What are you talking about, the new networking API is DOTS. The entire structure of the netcode is such that it uses chunks on the server, and per entity on the client. It is quite literally referred to by unity as DOTS-Netcode.
DOTS stands for Data Oriented Technology Stack, and the new netcode is most definitely developed with DOTS methodology front and center.
Tobiass, I am not sure how it would be more expensive. As has been said multiple times, DOTS is not about doing more, it is about doing less. Computers today are very good and executing and interrupting processes and assigning affinity to cpu’s. The best thing you can do in todays world of programming is do as little work, as much of the time as possible.
DOTS is about organization of data. - By organizing the data we are able to iterate over it extremely fast and perform mutations without needing to do expensive context switching at the OS level.
DOTS is about bandwidth - Because we are doing less work and we have access to mostly safe parallelism and concurrency, we can do more of that less work, in even less time, and let the OS negotiate how many resources to provide us.
DOTS is not about faster frames - Envision you have two systems, and those two systems are locked dependent on external stuff like the graphics driver and take 16ms to complete. DOTS is about all the bandwith that is available between those two systems finishing.
So here you have it, when running DOTS on the server, you are generally architecting for doing as little as possible as fast as you can and letting the Operating System negotiate the rest. You should see that using primitives like Docker and other container systems should provide even more control over resource allocation, while still allowing the Operating System to do what is does best, scheduling interrupts and processing time.
Developed with DOTS and “is DOTS” are entirely different things. You developed your app with Visual Studio, so your app actually is Visual Studio now, right?
Short explanation of DOTS below, and you’ll notice networking isn’t even mentioned. https://unity.com/dots
Joe-Censored I think you misunderstand me completely, and misunderstand the concept of stacks to some degree. When I develop code with visual studio I am just simply using a tool to create. When I develop code with python the same can be said. However, when i develop “pythonic” code, I am subscribing to a style of programming that leads to a common result. The same can be said for when I subscribe to Unix Philosophy i.e. NodeJS, or when i user ObserverPattern, I write Observer pattern code.
DOTS is a Technology Stack, that focuses on optimizations around tightly packed linear data that can be stuff into cpu caches, to put it succinctly. When discussing networking with respect to this philosophy networking is by definition DOTS.

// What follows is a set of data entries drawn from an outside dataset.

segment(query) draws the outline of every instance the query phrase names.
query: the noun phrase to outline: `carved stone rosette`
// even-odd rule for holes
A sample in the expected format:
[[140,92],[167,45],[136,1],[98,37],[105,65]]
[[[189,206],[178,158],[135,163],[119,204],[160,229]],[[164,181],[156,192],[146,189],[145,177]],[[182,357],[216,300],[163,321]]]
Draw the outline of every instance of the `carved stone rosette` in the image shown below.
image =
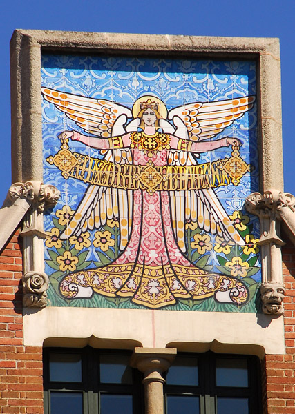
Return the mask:
[[245,207],[260,219],[262,256],[260,287],[263,311],[267,315],[284,313],[285,286],[283,284],[280,220],[284,208],[294,212],[295,198],[278,190],[268,190],[263,195],[253,193],[247,197]]
[[43,213],[56,204],[60,192],[54,186],[30,181],[12,184],[8,195],[12,201],[25,198],[30,204],[21,232],[23,239],[23,304],[44,308],[46,306],[46,291],[49,279],[44,273],[43,240],[46,234],[43,225]]
[[23,276],[23,304],[24,306],[44,308],[47,304],[46,290],[49,279],[45,273],[28,272]]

If i said I am building a curl command for unix, and you said well thats not unix, and i said well sir, the curl command supports cat data | curl -u json.com &> e.json
Then yes the curl command is unixy. Even if I do not support that, I have to justify to the unix community on why it cannot be support.
Networking in DOTS does the same thing. It states what is and what is not in line with DOTS.

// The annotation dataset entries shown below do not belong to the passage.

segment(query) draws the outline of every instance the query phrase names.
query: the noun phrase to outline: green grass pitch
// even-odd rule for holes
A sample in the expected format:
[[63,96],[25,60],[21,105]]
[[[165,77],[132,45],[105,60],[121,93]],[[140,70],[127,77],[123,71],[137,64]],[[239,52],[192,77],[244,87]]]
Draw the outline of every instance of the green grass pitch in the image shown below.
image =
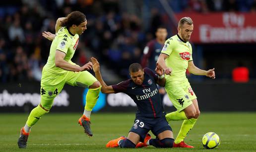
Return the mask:
[[[0,114],[0,152],[256,152],[256,113],[202,112],[185,142],[194,149],[158,149],[148,146],[138,149],[107,149],[108,141],[127,136],[133,124],[134,113],[99,113],[91,115],[93,136],[87,137],[77,123],[80,113],[49,113],[33,127],[28,146],[20,150],[17,146],[19,130],[28,114]],[[182,121],[171,124],[175,137]],[[214,150],[205,150],[202,136],[214,132],[221,143]],[[152,136],[154,138],[154,136]]]

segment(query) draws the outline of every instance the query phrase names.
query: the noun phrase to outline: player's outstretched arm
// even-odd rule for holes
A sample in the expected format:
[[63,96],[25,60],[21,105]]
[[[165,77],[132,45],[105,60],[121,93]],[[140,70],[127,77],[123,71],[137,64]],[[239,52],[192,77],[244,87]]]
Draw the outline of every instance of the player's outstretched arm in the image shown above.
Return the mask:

Before trying to expand your position any further please determine whether your premise has any cause for battle, you are trying to state the most mundane position, that something is not something, and I say, if it walks like a duck, quacks like a duck, it is a duck. Then you are trying to argue nuance that is not quite there, for a point that does no-one any good.
Hope your Holidays have been enjoyable and lets work together to try to understand this new data oriented technology stack, and how networking plays into it.

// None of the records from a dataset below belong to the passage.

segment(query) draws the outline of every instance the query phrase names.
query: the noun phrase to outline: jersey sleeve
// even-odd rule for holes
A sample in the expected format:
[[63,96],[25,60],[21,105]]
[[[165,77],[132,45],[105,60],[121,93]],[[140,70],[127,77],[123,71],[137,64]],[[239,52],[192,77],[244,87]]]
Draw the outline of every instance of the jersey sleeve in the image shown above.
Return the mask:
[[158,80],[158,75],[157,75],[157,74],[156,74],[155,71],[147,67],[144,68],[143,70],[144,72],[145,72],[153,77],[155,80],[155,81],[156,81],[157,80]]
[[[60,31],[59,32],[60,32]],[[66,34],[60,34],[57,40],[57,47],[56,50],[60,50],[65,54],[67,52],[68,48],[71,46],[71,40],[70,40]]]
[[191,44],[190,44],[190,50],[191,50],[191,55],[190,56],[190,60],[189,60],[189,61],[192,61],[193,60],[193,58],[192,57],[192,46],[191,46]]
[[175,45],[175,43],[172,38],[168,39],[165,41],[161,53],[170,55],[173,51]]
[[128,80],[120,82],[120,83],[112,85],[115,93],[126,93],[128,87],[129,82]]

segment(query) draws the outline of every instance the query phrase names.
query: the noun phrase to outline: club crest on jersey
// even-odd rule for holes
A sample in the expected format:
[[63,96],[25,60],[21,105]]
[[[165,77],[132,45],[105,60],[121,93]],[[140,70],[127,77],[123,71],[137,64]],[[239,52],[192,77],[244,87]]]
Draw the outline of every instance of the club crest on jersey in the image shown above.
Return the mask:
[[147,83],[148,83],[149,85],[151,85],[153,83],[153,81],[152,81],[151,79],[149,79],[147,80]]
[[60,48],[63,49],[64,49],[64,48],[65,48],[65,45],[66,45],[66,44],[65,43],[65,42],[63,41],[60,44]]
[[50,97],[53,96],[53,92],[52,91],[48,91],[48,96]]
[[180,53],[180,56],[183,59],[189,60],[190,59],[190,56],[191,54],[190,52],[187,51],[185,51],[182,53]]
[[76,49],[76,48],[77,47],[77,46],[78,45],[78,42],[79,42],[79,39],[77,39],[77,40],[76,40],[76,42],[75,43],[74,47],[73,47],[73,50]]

I will tell you one other thing you and others may not be aware of, the new Networking Code is only built with FPS’s in mind. It may be useable for others, but that is its main function. There will be multiple NetCode packages that serve as building blocks for a variety of types of games. They are 100% trying to not make another UNET, but the process will be slow.
he just mean you can use dots to make a flappy bird game, its not a networking framework.
HOWEVER, there is a networking package based on dots. its that simple.